Your final project involves making a short documentary film.  Before you start making your first documentary, we are going to learn a bit about documentaries.

How many of you have seen a documentary?

Why should you watch a documentary?
1) They show us what we will probably never see.
2) Humanize a complex story.
3) An interesting look into history.
4) Tell us something about our world.

There are different kinds of documentaries>
1) Expository or essay style:

is investigative and academic. It is investigative because the film collects evidence, academic because it presents an argument or point of view on a subject. The cinematic elements of an essay-style documentary can include interviews, a presenter in vision and/or voice-over narration with supporting images and visual sequences.  An example would RIP: A Remix Manifesto.

2) Observational style, or “Fly on Wall”:

As the name implies, the approach is very hands-off; the camera follows action that is beyond the control of the filmmaker. The impression created is of a story unfolding in chronological order.  If the filmmaker has a point of view, it is hidden in this narrative structure. The cinematic elements include hand- held camera work; subjects speak to each other, not an interviewer; the structure is in a story format.  An example would be Spellbound (2004).

3) Interactive or reflexive style:

The dominant idea in this documentary approach is that the filmmaker is not trying to hide that a film is being made; in fact, the people in the film are seen interacting with the film crew and/or the documentary includes information about the production. Cinematic elements include the filmmaker in vision or on the soundtrack discussing the film and interacting with the subjects. Usually, these films are made with a fluid, hand- held camera style and shots are held a longer time than in essay style. As in the observational style, these films follow a seemingly chronological narrative structure that lead to an ending that is often difficult to predict. The notion of this unpredictable ending aligns it as closely as possible with life itself.  An example is The Cats of Mirikitani (2006).

4) Performative:

the filmmaker, who is the subject of the film, undergoes some sort of physical or visceral process solely for the purposes of the film. Morgan Spurlock’s Super Size Me (2004) would be considered a performative documentary. Cinematic elements include the subject speaking directly to camera or in voice-over in the first person.

A documentary aspires to tell the truth, but that isn’t always the case.  Why do you think that is the case?

When you watch a documentary, it is important to take note of a couple things,

Firstly, what is the point of the film?  Why did the filmmaker decide to make this film?

Secondly, is there a bias in the film?  Even if the filmmaker has tried to present a balanced perspective, there will always be some sort of bias at work. But bias shouldn’t imply deception because even the most rigorous scientific experiments include a bias, that is, certain parameters are established for an experiment while others are excluded. Having said that, bias can be difficult to detect in documentary because of the overt realism of its images. Bias would be more readily discernable if the viewer could see what the filmmaker chose to leave out but, of course, this is usually not possible. The bias is easier to detect if the audience knows the context in which the story of the documentary takes place. (Canada 2011)

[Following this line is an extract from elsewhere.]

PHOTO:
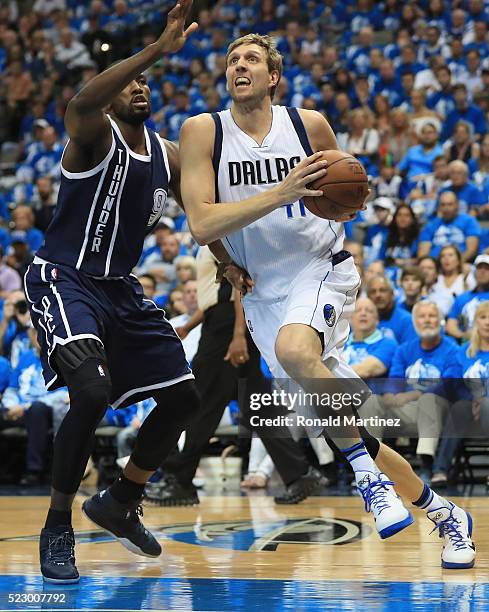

Thirdly, when you watch a documentary you should ask whether the filmmaker is sympathetic or critical of the subject of their film. This is sometimes called the voice of the documentary; in what tone is it addressing its subject? I.e. critical, sympathetic, impartial. And in what tone is it speaking to the viewer? I.e. strident, humorous, authoritative, tentative. (Canada 2011)

It also to pay attention to the soundtrack of the film.  Is there even music?  Or is the sound mostly interviews?  The camera angles and camera movement can also tell you a lot about the film.  Is the camera moving a lot?  Why is that and does it add to the film?

References
Looking at Documentaries, an educational resource.